Even as committed as physicians are to improving the quality and safety of care, it is perfectly logical for them to ask whether it is really “worth it” for them to help get their institutions’ boards on board to promote the quality and safety of care.  A recent landmark study may provide at least an early answer to this important question.

 

Researchers from the University of Iowa, the Center for Medicare and Medicaid Services (CMS), Care Science, Inc. and the Wharton School of the University of Pennsylvania administered a short Web-based survey of hospital leaders in 2005. The group also consulted with Solucient, the National Committee for Quality Healthcare and eight hospital associations in the preparation and administration of this Executive Quality Improvement (QI) survey.

 

In particular, the survey examined hospital QI drivers and impediments, quality reporting methods, board and physician participation in QI and the use of senior executive incentives to support QI. A total of 413 hospitals from eight states including Arizona, Colorado, Illinois, Iowa, New Jersey, New York, Pennsylvania and Wisconsin completed the survey.
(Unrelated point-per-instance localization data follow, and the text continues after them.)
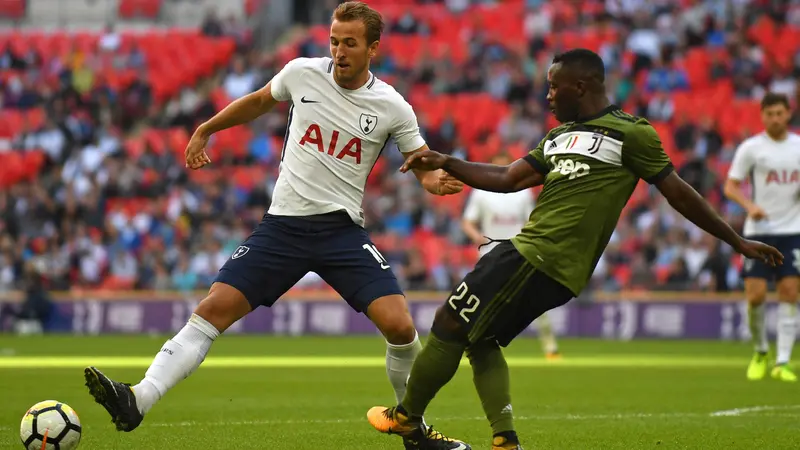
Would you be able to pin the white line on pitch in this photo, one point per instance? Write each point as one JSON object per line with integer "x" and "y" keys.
{"x": 751, "y": 409}
{"x": 545, "y": 417}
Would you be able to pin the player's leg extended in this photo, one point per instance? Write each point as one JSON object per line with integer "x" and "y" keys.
{"x": 353, "y": 266}
{"x": 258, "y": 272}
{"x": 493, "y": 383}
{"x": 178, "y": 358}
{"x": 755, "y": 290}
{"x": 390, "y": 314}
{"x": 547, "y": 337}
{"x": 787, "y": 327}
Among other things, the study examined whether leadership involvement in QI (especially of the Board and CEO) was systematically related to observed hospital outcomes, as tracked by the Care Science Quality Index. This is an inpatient quality rating system based on compiling risk-adjusted measures of morbidity, mortality and medical complications into one overall index score. Professionals from Penn’s Medical and Wharton Schools spent many years developing this index with leading hospitals.

 

Results showed that better quality index scores are associated with hospitals where the board:

 

(1)     Spends more than 25 percent of its time on quality issues;           

 

(2)     Receives a formal quality performance measurement report;

 

(3)     Bases the senior executives’ compensation in part on QI performance; and

 

(4)     Engages in a high level of interaction with the medical staff on quality strategy.

 

Better quality index scores were also associated with the chief executive officer being identified as the person with the greatest impact on QI, especially when identified as such by the top hospital QI executive.  Those hospitals are more than three times as likely to be in the top third of the quality index distribution as in the bottom third. Vaughn, T, Koepke, M, Kroch, E, Lehrman, W, Sunil, S, Levey, S, Engagement of Leadership in Quality Improvement Initiatives:  Executive Quality Improvement Survey Results; Journal of Patient Safety. 2(1): 2-9; March, 2006

 

Although this is only one study, it is a significant one. Its results are based on the strong systematic associations found between boards taking the leadership on safety and quality and actual, measurable improvements in patient outcomes. In the brave new world of value-driven health care (see the previous issue of Risk Review), such differences in quality index scores may well mean the difference between future success and failure (for hospitals and their staff physicians). This greater financial success will be in addition to the decreases in potentially compensable events from a medical liability perspective likely to occur in these hospitals whose boards drive safety and quality.